Relationship of Advanced Glycation End Products With Cardiovascular Disease in Menopausal Women

Magdalena Pertynska-Marczewska ¹, Zaher Merhi ^2,^✉

PMCID: PMC4565470 PMID: 25228634

Abstract

Cardiovascular disease (CVD) represents the most significant cause of death in postmenopausal women. Advanced glycation end products (AGEs) are formed by nonenzymatic modification of proteins, lipids, and nucleic acids by glucose. This review focuses on the contribution of AGEs and their receptors to the development of CVD in menopause. Advanced glycation end products circulate and activate the proinflammatory endothelial cell surface receptor called RAGE, bind to the extracellular matrix of the cardiovascular system, or bind to the circulating anti-inflammatory soluble form of RAGE (sRAGE). Data emerging from human and animal studies suggest that AGEs and both receptors (RAGE and sRAGE) are implicated in the pathophysiology of CVD. Particular emphasis has been given to the role of AGE–RAGE axis in oxidative stress, inflammation, endothelial cell toxicity, and progression of atherosclerosis in menopause. Data accruing from human and animal studies suggest that RAGE expression level and circulating sRAGE level are associated with estradiol and are correlated with CVD risk factors, such as adiposity, dyslipidemia, insulin resistance, diabetes, and metabolic syndrome. By recognizing the impact of AGEs on atherosclerosis, pharmacological strategies targeting the AGE–RAGE pathway hold therapeutic potential for CVD in menopausal women.

Keywords: cardiovascular disease, advanced glycation end products, RAGE, sRAGE, atherosclerosis, menopause

Introduction

The natural loss of ovarian function gives rise to menopause, a phase in a woman’s life that is characterized by loss of reproductive competence. During this period, women acquire an increased risk of cardiovascular disease (CVD), osteoporosis, cognitive dysfunction, diabetes, dyslipidemia, and mortality.¹ Cardiovascular disease is recognized as the most significant cause of death in postmenopausal women.¹ In addition to the traditional CVD risk factors such as smoking, hypertension, obesity, and dyslipidemia, advanced glycation end products (AGEs) have been recently recognized for their contribution to CVD. Most of AGEs’ biological effects are mediated through the receptor RAGE, present on the cell membrane of several tissues including the cardiovascular system.² The activation of RAGE generates oxidative stress and modulates cellular and tissue fate. On the other hand, the soluble form of RAGE (sRAGE) acts as a decoy by binding AGEs thus preventing them from binding to the proinflammatory RAGE receptor.^3,4 Data accruing from human and animal studies suggest that RAGE expression level and circulating sRAGE level are associated with estradiol and are correlated with CVD risk factors. This review underscores the implications of AGEs and their receptors in CVD in menopause with a focus on adiposity, insulin resistance, dyslipidemia, and hormone replacement therapy.

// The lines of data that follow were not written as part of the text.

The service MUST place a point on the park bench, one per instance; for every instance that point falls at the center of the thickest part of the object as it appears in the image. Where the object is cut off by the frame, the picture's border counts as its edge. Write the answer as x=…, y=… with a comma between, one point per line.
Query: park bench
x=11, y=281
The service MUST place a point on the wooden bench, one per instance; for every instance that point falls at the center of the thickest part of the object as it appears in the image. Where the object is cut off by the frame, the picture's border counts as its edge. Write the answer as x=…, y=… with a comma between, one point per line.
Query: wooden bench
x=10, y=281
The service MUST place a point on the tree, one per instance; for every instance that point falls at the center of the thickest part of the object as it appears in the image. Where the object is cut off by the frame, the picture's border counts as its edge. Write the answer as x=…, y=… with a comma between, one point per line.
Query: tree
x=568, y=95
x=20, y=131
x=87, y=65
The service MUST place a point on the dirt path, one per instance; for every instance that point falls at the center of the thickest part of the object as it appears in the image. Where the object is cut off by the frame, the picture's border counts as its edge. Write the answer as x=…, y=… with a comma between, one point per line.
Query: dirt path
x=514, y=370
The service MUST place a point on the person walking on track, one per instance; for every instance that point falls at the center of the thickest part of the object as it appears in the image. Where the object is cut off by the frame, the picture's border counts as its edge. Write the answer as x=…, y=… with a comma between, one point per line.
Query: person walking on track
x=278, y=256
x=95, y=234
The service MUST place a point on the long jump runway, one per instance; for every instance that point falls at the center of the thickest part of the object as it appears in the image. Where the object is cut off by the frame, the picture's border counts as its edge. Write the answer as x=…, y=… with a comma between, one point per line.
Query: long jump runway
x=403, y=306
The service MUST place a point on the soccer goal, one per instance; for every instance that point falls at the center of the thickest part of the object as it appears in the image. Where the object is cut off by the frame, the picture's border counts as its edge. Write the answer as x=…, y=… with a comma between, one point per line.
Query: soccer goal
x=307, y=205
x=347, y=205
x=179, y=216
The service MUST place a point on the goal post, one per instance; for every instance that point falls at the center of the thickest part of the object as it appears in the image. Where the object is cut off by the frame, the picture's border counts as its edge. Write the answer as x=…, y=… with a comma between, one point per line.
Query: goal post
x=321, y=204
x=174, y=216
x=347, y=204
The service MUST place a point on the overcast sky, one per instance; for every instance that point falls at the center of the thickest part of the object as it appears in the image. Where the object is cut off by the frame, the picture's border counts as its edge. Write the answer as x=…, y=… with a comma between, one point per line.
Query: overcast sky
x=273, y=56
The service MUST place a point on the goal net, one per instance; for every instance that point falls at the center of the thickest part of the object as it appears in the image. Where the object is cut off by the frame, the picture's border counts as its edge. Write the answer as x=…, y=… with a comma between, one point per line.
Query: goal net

Pharmacology of AGEs and Their Receptors

The nonenzymatic modification of proteins, lipids, and nucleic acids by glucose produces AGEs, such as N∊-carboxymethyl-lysine (CML), pyrraline, and pentosidine.² Advanced glycation end products endogenously accumulate in the serum and tissues with aging and at an accelerated rate in diabetes, insulin resistance, obesity, metabolic syndrome, hypoxia, and oxidative stress.⁵ The extracellular effect of AGEs includes modification of the structural integrity of the vessel wall and the underlying basement membranes by inducing cross-linking of matrix proteins.⁶ Additionally, AGEs exist in diet and get absorbed by the gastrointestinal system.⁷ Food high in protein and fat, such as fast-food meals, is rich in absorbable AGEs, influencing serum and tissue AGEs’ concentration.^8–11 Such dietary AGEs can also contribute to increased oxidant stress and inflammation.⁸

RAGE is a member of the immunoglobulin superfamily of receptors.¹² The human RAGE gene is located in the major histocompatibility complex locus on chromosome 6.¹³ Engagement of RAGE in intracellular signaling leads to reactive oxygen species production via activation of the proinflammatory transcription factor nuclear factor κB and Nicotinamide adenine dinucleotide phosphate (NADPH) oxidase. This leads to the production of proinflammatory cytokines (such as interleukin [IL] 1, IL-6, and IL-8), chemokines, apoptosis regulators (such as bcl-2 and Fas), adhesion molecules (such as vascular cell adhesion molecule 1 and intercellular adhesion 1), and activation of macrophages and platelets.^6,14 Interestingly, activation of RAGE induces a positive feedback loop by increasing its own expression (Figure 1).^6,15,16

Figure 1. — Schematic diagram of the pathogenetic effects of AGEs. They could damage cellular structures via formation of cross-links between key molecules in the extracellular matrix, for example, collagen (1). The interaction with the cell membrane receptor RAGE induces inflammation and apoptosis (2). The circulating receptor soluble form of RAGE (sRAGE) acts as decoy by binding the circulating AGEs, thus conferring a protective role (3). AGEs indicates advanced glycation end products; RAGE, receptor for AGE; NF-kB, nuclear factor kappa B; AP-1, activator protein-1; ROS, reactive oxygen species; MAPK, mitogen-activated protein kinase. CHOP, C/EBP homologous protein; IL, interleukin; TNF, tumor necrosis factor; VEGF, vascular endothelial growth factor; VCAM-1, vascular cell adhesion protein 1; ICAM-1, intercellular adhesion.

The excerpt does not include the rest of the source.